Similar situation in one branch of my family - her mother has similar feelings. Well, slightly different - I'll explain.
I don't think she would quite compare it directly to drug addiction as her other child did go through a period of drug addiction and she has a real world view of that and can see how different it is. The mother feels that lesbianism is a difficult path, that there are challenges and the potential for unhappiness due to 'poor choices' (her words, I can't claim to really understand them) - my reaction to those feelings was that while heterosexuality doesn't have the same acceptance issues hetero relationships can have problems too and there is no way to protect her child from that. Her daughter could easily end up in a bad / difficult relationship with a man as with a woman. She seemed to take that on board.

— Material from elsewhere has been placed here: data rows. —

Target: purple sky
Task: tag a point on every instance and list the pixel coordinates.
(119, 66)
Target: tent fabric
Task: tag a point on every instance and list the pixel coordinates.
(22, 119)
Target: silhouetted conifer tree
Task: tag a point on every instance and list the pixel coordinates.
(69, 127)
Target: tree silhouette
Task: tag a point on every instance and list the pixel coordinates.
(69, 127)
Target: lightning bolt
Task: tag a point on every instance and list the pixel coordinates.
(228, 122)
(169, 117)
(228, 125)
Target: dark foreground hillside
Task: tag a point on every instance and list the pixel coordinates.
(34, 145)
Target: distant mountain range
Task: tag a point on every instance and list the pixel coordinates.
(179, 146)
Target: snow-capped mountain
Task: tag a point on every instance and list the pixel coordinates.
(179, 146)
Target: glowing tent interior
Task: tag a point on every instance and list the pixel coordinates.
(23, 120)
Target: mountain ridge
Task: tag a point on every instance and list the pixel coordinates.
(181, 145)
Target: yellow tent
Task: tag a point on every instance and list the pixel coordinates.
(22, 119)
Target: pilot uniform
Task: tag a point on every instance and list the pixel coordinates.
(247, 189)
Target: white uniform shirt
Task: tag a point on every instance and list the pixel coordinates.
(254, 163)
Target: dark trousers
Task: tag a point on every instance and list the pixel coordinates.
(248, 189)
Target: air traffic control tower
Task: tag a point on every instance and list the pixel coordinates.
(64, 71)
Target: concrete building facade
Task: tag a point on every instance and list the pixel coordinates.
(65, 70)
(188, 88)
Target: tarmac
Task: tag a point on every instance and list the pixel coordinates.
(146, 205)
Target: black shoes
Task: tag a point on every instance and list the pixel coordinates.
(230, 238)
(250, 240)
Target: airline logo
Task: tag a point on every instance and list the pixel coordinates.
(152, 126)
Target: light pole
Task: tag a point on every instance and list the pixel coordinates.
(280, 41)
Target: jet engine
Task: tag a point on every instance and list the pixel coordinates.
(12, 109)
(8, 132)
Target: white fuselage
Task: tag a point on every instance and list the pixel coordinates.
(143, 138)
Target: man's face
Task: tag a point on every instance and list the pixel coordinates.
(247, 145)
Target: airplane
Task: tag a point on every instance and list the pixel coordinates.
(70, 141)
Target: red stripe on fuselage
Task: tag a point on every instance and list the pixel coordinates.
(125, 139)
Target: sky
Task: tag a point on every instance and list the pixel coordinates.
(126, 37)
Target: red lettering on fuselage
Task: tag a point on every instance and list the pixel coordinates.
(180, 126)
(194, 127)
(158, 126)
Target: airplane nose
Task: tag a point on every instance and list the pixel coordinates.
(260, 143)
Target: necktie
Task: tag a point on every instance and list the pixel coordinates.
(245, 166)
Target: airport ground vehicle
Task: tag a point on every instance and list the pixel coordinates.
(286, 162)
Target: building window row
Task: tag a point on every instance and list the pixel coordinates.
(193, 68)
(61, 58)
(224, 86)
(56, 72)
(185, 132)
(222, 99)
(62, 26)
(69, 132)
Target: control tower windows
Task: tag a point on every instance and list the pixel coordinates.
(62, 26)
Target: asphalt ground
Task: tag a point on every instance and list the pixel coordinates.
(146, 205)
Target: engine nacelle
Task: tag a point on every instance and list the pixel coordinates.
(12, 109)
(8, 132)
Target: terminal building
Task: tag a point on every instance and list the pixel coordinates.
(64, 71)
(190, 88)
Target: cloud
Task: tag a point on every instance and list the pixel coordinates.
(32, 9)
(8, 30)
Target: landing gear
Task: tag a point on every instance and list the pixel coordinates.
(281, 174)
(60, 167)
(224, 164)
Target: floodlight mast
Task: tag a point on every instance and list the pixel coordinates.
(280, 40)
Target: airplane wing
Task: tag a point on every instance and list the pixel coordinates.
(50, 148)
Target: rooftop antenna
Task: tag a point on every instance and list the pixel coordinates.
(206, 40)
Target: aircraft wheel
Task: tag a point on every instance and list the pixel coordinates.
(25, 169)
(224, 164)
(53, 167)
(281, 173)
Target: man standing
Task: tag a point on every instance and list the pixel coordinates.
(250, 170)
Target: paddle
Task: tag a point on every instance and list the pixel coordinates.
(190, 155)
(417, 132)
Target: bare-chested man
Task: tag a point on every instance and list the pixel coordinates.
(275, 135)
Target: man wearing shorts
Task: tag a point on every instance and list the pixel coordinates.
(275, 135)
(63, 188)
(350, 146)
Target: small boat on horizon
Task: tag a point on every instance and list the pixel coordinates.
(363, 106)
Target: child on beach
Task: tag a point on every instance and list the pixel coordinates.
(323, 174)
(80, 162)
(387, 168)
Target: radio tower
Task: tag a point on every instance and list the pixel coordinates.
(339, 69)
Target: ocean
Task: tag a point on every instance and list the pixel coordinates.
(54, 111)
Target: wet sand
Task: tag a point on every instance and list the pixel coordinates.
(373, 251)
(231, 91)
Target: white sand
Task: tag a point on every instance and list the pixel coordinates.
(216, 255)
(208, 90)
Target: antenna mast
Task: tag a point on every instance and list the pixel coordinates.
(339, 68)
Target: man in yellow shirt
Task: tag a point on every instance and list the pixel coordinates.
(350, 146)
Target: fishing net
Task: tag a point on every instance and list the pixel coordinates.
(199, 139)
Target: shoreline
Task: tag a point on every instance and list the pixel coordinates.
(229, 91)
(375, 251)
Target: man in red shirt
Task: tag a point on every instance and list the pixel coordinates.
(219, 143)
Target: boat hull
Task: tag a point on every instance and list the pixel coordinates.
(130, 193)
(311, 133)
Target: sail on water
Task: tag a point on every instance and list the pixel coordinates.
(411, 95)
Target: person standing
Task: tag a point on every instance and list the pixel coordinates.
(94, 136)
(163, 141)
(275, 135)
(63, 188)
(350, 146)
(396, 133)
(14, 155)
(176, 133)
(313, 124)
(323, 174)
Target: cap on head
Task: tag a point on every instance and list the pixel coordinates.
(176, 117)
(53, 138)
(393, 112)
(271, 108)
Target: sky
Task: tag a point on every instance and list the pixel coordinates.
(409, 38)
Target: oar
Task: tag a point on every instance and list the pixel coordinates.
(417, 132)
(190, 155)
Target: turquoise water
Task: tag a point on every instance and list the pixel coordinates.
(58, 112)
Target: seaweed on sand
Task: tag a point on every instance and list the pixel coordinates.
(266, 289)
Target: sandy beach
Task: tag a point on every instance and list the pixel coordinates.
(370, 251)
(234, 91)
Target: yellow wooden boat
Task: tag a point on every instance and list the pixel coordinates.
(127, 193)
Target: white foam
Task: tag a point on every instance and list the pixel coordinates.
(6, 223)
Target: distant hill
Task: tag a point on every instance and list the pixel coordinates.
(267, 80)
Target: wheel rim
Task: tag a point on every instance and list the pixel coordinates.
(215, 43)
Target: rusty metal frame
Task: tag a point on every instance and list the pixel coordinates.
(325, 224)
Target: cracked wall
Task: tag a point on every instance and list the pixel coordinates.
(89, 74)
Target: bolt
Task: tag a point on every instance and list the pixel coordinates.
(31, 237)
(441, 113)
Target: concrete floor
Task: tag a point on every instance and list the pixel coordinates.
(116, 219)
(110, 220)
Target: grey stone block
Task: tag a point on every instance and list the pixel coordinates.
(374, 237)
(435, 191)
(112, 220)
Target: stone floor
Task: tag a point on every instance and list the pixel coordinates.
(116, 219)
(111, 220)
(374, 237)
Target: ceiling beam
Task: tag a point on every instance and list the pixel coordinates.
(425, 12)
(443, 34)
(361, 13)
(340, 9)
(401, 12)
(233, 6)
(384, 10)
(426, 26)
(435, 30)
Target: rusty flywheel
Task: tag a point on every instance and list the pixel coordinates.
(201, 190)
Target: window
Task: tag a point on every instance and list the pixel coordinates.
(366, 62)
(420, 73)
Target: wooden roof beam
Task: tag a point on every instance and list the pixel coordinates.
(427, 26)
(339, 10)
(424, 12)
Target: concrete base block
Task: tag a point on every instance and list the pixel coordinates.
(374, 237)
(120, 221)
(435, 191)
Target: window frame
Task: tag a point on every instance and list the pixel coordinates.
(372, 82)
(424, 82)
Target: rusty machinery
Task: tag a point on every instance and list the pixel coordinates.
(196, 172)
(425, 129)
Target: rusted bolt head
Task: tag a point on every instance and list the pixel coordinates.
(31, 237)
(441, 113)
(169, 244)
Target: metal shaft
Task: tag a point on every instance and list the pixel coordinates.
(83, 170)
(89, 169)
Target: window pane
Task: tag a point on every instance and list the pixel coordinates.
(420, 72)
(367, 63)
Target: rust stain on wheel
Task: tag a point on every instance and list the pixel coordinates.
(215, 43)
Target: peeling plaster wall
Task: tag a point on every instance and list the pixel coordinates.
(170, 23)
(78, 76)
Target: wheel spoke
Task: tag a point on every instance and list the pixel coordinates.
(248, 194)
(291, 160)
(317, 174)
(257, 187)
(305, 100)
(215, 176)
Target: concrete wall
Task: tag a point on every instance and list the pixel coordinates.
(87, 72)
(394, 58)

Her other main problem with her daughter's orientation was that she felt somehow that she (the mother) had made a mistake in bringing up her daughter that had caused this to happen. Ha! I thought to myself - the other child, with the drug problem, is older and had gone through addiction issues before the daughter outed herself. I know both the mother and father felt they had someone failed their child when drugs became a major problem. So here she was, a few years later, having similar feelings about her daughter's sexuality. While she was not comparing the fact of her daughter's sexuality with drug abuse she was making the assumption that both come about by a trauma or unhappiness.
What I tried to explain to her is that her daughter's sexuality and choices are not self harming in the way that drug use is. Not getting into the whole nature / nurture argument, it is clear and evident that people with happy, safe, loving childhoods do grow up to be gay - that is just a fact. There is nothing self hating or para-suicidal about being gay. Certain people may express those kinds of negative behaviours in their sexual practises but that is by no means limited to homosexuals.
Funnily enough the father in the family is totally unfazed by and very supportive of his daughter's choice. I don't quite know what the difference is - the mother is quite a hand wringing, doubter who assumes the worst in many situations, whereas the father tends to be a lot more laid back and takes things as they come. Fortunately, with the input of her husband and probably others, the mother has never discussed her feelings of disappointment with her daughter.
I think in the situation of the OP and his sister someone needs to talk to the mother and attempt to explain that lesbianism is not going to ruin her daughter's life, that it is not a negative and self-harming behaviour and also how hurtful it is for her daughter to hear that her mother views her as having something wrong with her as it implies that, ideally, there would be a 'fix'. She needs to be told, in no uncertain terms, that her daughter is not broken - just different - and part of loving her daughter is working towards accepting that. It won't happen overnight but the greatest love she can show her daughter is to learn.